Arbor, 13 ans, et son meilleur ami Swifty habitent un quartier populaire de Bradford, au Nord de l’Angleterre. Renvoyés de l’école, les deux adolescents rencontrent Kitten, un ferrailleur du coin. Ils commencent à travailler pour lui, collectant toutes sortes de métaux usagés. Kitten organise de temps à autre des courses de chevaux clandestines. Swifty éprouve une grande tendresse pour les chevaux et a un véritable don pour les diriger, ce qui n’échappe pas au ferrailleur. Arbor, en guerre contre la terre entière, se dispute les faveurs de Kitten,  en lui rapportant toujours plus de métaux, au risque de se mettre en danger. L’amitié des deux garçons saura-t-elle résister au Géant égoïste ?...

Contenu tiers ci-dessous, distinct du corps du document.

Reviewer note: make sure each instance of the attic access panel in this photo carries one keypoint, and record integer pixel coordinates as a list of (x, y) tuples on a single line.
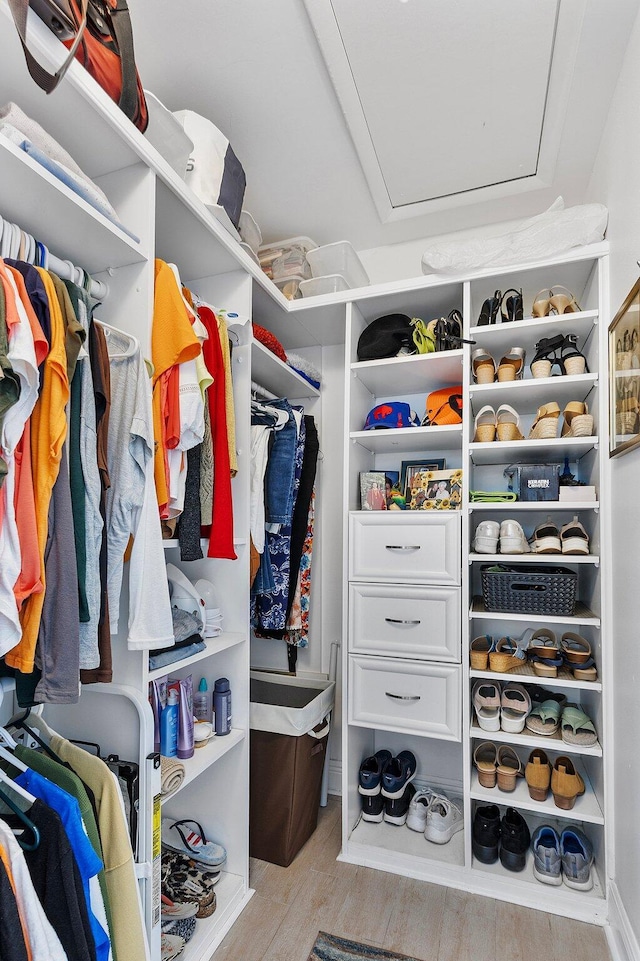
[(447, 102)]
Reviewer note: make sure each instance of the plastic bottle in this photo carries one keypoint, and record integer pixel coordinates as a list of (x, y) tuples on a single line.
[(222, 705), (169, 727), (202, 701)]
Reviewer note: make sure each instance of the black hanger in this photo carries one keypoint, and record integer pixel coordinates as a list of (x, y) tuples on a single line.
[(28, 823)]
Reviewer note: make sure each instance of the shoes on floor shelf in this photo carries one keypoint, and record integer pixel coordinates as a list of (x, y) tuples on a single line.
[(566, 857), (505, 837)]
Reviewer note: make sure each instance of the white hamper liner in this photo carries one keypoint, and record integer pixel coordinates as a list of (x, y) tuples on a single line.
[(288, 705)]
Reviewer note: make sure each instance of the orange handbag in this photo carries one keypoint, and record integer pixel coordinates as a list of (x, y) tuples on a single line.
[(103, 44), (443, 407)]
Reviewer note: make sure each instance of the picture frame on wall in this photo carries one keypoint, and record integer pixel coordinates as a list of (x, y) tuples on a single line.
[(409, 468), (624, 375)]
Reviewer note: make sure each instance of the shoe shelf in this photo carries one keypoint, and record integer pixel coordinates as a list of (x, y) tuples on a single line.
[(528, 451), (533, 392), (409, 439), (593, 902), (214, 645), (414, 373), (585, 809), (543, 507), (231, 897), (527, 675), (552, 742), (536, 558), (500, 337), (205, 756), (387, 838), (582, 615)]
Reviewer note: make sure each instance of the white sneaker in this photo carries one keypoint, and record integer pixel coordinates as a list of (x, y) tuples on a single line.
[(512, 538), (444, 819), (417, 816), (486, 539)]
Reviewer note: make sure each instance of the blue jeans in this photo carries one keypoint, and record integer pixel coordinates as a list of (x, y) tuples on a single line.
[(281, 469)]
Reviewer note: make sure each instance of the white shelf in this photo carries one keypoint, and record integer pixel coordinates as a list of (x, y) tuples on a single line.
[(531, 393), (71, 228), (231, 896), (552, 742), (531, 451), (527, 675), (204, 757), (411, 374), (552, 559), (540, 506), (276, 376), (498, 338), (400, 840), (539, 891), (585, 809), (581, 615), (214, 646), (409, 439)]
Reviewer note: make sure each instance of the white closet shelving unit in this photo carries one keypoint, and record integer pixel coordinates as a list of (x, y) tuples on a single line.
[(173, 224), (372, 721)]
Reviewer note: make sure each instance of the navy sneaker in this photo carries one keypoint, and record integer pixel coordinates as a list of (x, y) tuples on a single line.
[(372, 807), (396, 810), (397, 774), (370, 775)]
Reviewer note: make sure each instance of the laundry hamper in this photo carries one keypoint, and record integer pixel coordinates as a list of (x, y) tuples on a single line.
[(289, 719)]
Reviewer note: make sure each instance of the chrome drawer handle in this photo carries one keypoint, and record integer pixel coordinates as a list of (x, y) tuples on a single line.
[(403, 697)]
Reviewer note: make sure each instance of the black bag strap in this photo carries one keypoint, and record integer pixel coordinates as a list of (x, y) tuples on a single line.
[(123, 32), (45, 80)]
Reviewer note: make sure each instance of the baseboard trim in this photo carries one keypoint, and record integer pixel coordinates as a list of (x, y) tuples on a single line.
[(621, 937)]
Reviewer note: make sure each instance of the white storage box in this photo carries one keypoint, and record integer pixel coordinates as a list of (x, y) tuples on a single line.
[(331, 284), (339, 258), (288, 705)]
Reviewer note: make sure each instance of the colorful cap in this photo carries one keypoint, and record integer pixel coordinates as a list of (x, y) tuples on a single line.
[(393, 414)]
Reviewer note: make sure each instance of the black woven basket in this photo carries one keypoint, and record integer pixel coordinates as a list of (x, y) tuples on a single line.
[(530, 589)]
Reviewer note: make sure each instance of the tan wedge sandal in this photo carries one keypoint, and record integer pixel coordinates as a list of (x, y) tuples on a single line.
[(545, 426), (485, 758), (509, 768), (511, 366), (578, 422), (483, 366)]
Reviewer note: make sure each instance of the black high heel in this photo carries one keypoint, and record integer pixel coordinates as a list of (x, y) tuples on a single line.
[(511, 307), (489, 310)]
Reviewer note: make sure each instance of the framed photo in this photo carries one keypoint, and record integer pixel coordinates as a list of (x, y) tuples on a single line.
[(409, 468), (372, 491), (439, 490), (624, 376)]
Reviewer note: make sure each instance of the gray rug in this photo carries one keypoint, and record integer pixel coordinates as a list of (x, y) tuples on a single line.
[(330, 948)]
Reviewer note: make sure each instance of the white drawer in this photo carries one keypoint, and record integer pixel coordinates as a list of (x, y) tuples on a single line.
[(416, 547), (420, 622), (412, 696)]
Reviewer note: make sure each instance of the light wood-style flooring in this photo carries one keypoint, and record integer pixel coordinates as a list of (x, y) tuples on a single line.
[(422, 920)]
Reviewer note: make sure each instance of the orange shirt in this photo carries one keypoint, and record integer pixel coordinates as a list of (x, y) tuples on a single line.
[(172, 342), (48, 434)]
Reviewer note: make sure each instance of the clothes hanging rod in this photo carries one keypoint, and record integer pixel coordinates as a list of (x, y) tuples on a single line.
[(18, 241)]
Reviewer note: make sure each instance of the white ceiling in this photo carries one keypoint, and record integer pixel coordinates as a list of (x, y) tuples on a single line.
[(454, 98)]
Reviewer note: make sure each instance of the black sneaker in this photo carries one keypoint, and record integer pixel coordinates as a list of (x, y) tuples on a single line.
[(515, 841), (396, 809), (372, 807), (486, 833)]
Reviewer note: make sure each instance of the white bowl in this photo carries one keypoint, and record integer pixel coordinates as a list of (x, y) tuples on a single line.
[(339, 258), (329, 284)]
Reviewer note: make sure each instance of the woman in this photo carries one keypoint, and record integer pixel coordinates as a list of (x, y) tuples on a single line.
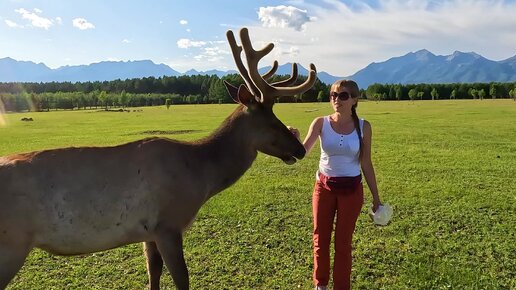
[(345, 149)]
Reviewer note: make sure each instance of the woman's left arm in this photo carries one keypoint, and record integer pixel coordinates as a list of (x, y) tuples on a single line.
[(367, 165)]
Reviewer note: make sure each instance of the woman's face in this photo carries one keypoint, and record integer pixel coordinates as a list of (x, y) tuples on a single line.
[(341, 100)]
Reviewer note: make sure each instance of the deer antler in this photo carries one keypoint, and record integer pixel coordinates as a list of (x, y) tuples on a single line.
[(257, 83)]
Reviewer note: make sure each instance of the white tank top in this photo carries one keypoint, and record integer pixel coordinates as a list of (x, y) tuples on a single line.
[(339, 152)]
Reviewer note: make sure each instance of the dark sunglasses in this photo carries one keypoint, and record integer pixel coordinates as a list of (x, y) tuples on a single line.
[(343, 96)]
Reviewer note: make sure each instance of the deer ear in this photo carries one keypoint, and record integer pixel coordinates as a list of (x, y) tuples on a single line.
[(244, 96), (232, 90)]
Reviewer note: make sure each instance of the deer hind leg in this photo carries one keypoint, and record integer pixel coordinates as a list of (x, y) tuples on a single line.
[(170, 245), (11, 260), (154, 264)]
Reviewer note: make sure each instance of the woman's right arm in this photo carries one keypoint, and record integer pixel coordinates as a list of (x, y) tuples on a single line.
[(313, 133)]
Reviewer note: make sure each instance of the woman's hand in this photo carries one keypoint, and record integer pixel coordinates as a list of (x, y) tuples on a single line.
[(295, 132)]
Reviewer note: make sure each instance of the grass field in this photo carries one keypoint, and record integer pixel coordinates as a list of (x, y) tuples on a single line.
[(447, 167)]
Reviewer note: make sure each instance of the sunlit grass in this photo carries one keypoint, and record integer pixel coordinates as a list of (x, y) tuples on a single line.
[(447, 168)]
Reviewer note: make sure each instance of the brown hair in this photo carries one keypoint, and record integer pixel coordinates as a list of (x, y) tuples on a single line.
[(355, 93)]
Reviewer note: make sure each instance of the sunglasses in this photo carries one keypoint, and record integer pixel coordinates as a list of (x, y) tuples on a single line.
[(343, 96)]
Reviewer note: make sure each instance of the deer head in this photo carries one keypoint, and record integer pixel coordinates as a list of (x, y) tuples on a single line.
[(270, 135)]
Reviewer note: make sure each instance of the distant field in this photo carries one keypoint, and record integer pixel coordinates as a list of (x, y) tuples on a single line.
[(447, 167)]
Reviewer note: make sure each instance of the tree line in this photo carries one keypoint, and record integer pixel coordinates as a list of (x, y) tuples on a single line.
[(203, 89), (492, 90)]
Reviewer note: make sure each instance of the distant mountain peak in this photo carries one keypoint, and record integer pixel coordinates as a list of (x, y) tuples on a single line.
[(459, 55), (423, 66)]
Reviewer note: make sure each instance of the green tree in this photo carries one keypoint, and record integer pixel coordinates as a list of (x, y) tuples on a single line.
[(123, 99), (320, 96), (482, 94), (492, 91), (453, 94), (103, 99), (398, 92), (434, 94), (473, 93)]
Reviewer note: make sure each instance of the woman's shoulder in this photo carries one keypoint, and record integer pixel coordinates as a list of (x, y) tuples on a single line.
[(319, 120)]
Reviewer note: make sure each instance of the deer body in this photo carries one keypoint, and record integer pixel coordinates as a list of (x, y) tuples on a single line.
[(73, 201)]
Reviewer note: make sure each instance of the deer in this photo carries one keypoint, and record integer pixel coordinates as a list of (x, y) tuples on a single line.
[(81, 200)]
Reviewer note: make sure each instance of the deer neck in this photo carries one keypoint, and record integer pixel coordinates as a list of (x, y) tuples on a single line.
[(228, 152)]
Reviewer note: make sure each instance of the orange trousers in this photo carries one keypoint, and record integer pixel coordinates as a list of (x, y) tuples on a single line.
[(346, 203)]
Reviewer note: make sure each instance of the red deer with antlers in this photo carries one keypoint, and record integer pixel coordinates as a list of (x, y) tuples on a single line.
[(74, 201)]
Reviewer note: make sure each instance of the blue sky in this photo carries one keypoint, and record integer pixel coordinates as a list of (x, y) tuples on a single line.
[(339, 37)]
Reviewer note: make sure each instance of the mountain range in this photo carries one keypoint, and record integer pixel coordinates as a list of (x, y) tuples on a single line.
[(415, 67)]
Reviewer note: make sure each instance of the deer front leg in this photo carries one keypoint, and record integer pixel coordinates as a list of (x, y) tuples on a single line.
[(154, 264), (12, 258), (170, 245)]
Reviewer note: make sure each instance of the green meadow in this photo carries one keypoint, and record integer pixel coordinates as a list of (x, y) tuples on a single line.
[(448, 168)]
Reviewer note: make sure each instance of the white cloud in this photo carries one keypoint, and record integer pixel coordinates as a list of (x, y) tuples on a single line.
[(82, 24), (283, 17), (187, 43), (34, 19), (12, 24)]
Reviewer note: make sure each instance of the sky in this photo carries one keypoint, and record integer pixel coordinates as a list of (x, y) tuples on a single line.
[(339, 37)]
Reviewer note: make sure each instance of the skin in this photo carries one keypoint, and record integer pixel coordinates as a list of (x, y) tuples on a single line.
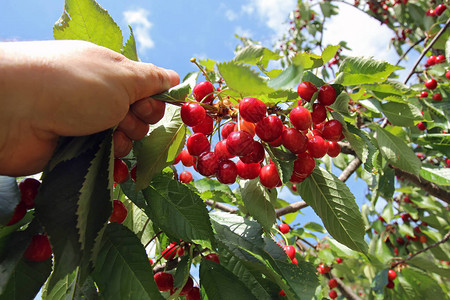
[(51, 89)]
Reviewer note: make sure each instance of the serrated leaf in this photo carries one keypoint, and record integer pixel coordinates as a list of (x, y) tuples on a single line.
[(159, 149), (86, 20), (178, 211), (397, 152), (122, 270), (333, 202), (257, 201), (360, 70), (243, 80)]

Entretien avec Clio Barnard, le réalisateur

Quelle est l’origine de ce projet ?
J’avais depuis longtemps l’ambition d’adapter le conte d’Oscar Wilde qui a donné son nom au film, Le Géant égoïste (The Selfish Giant). Dans ce récit, le géant interdit aux enfants de rentrer dans son jardin, si bien qu’ils

n’ont nulle part où jouer. Mais lorsque le géant découvre que, sans leur présence, son jardin se meurt, il laisse les enfants revenir. Il découvre l’amour au moment même où il le perd. Si vous vous ouvrez à l’amour, vous vous ouvrez également à la souffrance. C’est une histoire très forte et profonde, car tout le monde a fait l’expérience de la perte. J’ai vécu 19 ans près de Bradford, là où le film se passe, et j’ai été témoin de l’exclusion d’enfants des parcs des logements sociaux… des marginaux au sein de communautés marginalisées, sans avenir, relégués à la lisière d’une économie décimée et désindustrialisée. Je voulais explorer leur exclusion, mais je n’arrivais pas à intégrer le géant à cette histoire, jusqu’à ce que j’en apprenne davantage sur les casses et leurs propriétaires. Si la majorité de ces chantiers de ferraille fonctionnent selon des règles bien établies afin de réduire le vol de métal, j’ai aussi découvert l’existence de chantiers plus modestes, moins régulés, et me suis interrogée sur l’ambiguïté de leurs propriétaires. Ces personnes offrent-elles des opportunités aux jeunes, ou cherchent-elles au contraire à les exploiter ? J’ai alors trouvé mon géant, que j’ai surnommé « Kitten » (« Chaton »).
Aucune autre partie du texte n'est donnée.